OUR PROCESS and TESTING

Our product is a cell‐free exosome formulation derived from Wharton’s Jelly mesenchymal stem cells. We offer two variants, including one sterile, aseptically filled saline product containing 20 billion exosomes per cc.

Fresh Tissue Processing and Cell Harvesting

Our process begins immediately upon receipt of a fresh umbilical cord, which is transferred into our ISO-5 Clean Room. We exclusively use fresh, never-frozen, umbilical cord tissue because freezing can damage cells, altering their behavior and reducing overall efficacy.

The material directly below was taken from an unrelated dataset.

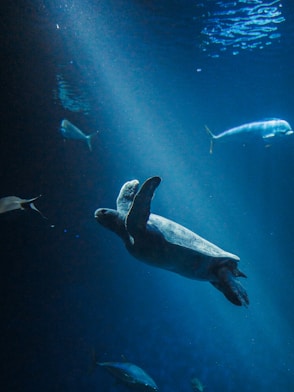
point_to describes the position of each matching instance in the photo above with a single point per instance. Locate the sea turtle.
(165, 244)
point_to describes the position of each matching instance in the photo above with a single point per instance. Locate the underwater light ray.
(111, 69)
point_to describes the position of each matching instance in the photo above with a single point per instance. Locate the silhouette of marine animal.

The mesenchymal stem cells (MSCs) harvested from the cord are then subjected to rigorous characterization and performance testing to confirm their identity and assess their responsiveness—the key factor driving our exosome’s mechanism of action.

Optimized Cell Passage and Master Cell Bank

Our objective is not merely to produce exosomes, but to generate exosomes that are highly enriched with essential growth factors and anti-inflammatory agents, and structured to specifically target damaged or inflamed tissue. We conduct preliminary testing on the harvested cells to determine their responsiveness and decide whether to use the first, second, or third passage. As cells expand, their potency and responsiveness diminish; therefore, we limit production to cells up to the third passage, based entirely on their performance. Once the optimal passage is selected, we establish a master cell bank that undergoes comprehensive third-party testing before production begins.

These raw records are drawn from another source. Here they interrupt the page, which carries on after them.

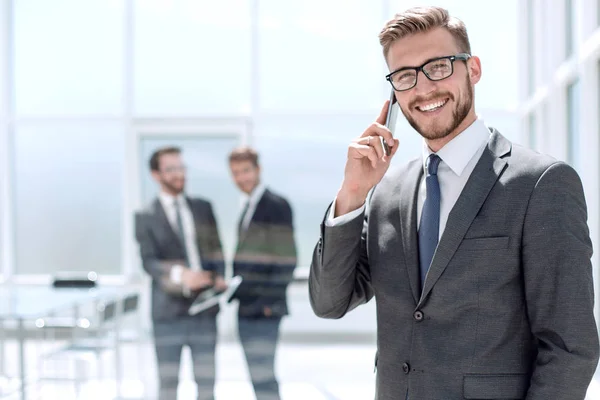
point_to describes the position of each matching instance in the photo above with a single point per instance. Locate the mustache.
(430, 99)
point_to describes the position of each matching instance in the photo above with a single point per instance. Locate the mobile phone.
(390, 122)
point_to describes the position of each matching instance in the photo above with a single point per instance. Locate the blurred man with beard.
(265, 257)
(478, 252)
(181, 250)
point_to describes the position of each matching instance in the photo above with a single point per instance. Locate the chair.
(90, 340)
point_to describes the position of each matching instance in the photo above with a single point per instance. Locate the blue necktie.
(180, 231)
(429, 227)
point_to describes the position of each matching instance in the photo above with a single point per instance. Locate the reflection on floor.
(305, 372)
(315, 372)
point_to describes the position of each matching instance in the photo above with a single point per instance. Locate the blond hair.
(423, 19)
(244, 153)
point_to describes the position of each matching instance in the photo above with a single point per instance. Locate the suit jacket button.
(406, 368)
(418, 316)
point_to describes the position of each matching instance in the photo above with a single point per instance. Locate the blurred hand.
(195, 280)
(220, 283)
(366, 164)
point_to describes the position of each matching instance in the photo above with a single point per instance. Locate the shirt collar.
(459, 151)
(169, 200)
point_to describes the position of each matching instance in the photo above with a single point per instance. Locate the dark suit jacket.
(507, 307)
(161, 248)
(266, 258)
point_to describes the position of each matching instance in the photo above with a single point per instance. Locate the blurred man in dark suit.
(265, 258)
(181, 250)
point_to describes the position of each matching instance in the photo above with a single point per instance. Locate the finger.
(375, 142)
(380, 130)
(383, 113)
(359, 151)
(395, 147)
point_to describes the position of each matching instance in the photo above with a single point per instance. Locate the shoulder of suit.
(396, 174)
(200, 201)
(530, 163)
(274, 197)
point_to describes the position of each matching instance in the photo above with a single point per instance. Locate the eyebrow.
(417, 66)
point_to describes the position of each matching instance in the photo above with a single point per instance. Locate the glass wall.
(86, 73)
(573, 131)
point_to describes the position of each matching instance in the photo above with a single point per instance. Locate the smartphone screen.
(392, 118)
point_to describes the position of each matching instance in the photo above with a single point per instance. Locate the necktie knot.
(433, 162)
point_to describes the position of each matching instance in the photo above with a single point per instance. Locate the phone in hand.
(390, 122)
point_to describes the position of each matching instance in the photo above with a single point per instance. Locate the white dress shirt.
(253, 199)
(189, 232)
(459, 157)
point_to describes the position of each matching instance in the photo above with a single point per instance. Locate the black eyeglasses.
(435, 70)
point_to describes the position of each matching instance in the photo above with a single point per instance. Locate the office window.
(531, 131)
(573, 132)
(327, 60)
(304, 161)
(68, 57)
(68, 191)
(192, 57)
(530, 47)
(570, 27)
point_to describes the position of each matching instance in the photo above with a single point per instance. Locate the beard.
(437, 130)
(173, 187)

To ensure batch-to-batch consistency, we stimulate the MSCs daily with a specialized, in-house developed xeno-free culture medium—free of animal products or foreign substances. This medium supports the cells without inducing unwanted proliferation, division, or differentiation in the bioreactors. Daily monitoring of cell activity allows us to adjust nutrient sources and stimulatory factors, ensuring that each batch adheres to stringent 351(a) consistency standards. This rigorous control enables us to produce a product of identical potency today, tomorrow, and decades into the future—even when using different tissue sources.

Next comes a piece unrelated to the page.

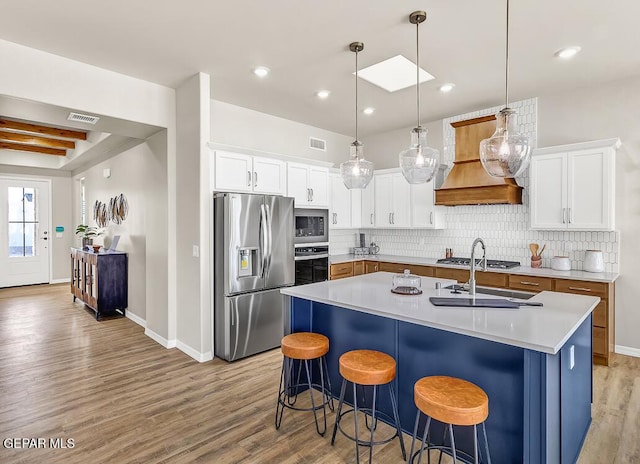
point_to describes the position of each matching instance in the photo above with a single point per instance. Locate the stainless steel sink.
(494, 291)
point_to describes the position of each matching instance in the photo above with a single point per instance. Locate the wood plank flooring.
(122, 398)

Controlled Production for Consistent Potency

Final Product Manufacturing and Quality Assurance

Once the cells have produced exosomes, the solution is concentrated 1,000-fold and sent for batch virology testing. After confirming the absence of contaminants, the concentrate is blended with standard 0.9% saline to achieve the desired formulation of 20 billion exosomes per cc. As a final quality assurance measure, 25% of every finished lot is analyzed by a third-party laboratory. This analysis includes sterility, endotoxin, and mycoplasma testing, as well as advanced proteomics, mRNA sequencing, and lipid profiling. These tests evaluate both the overall vial contents and the specific concentrations within each exosome, ensuring that every batch meets the highest standards of quality and functionality.

Our meticulous process guarantees that our exosome product delivers unparalleled potency and therapeutic efficacy, setting a new benchmark in stem cell-derived regenerative medicine.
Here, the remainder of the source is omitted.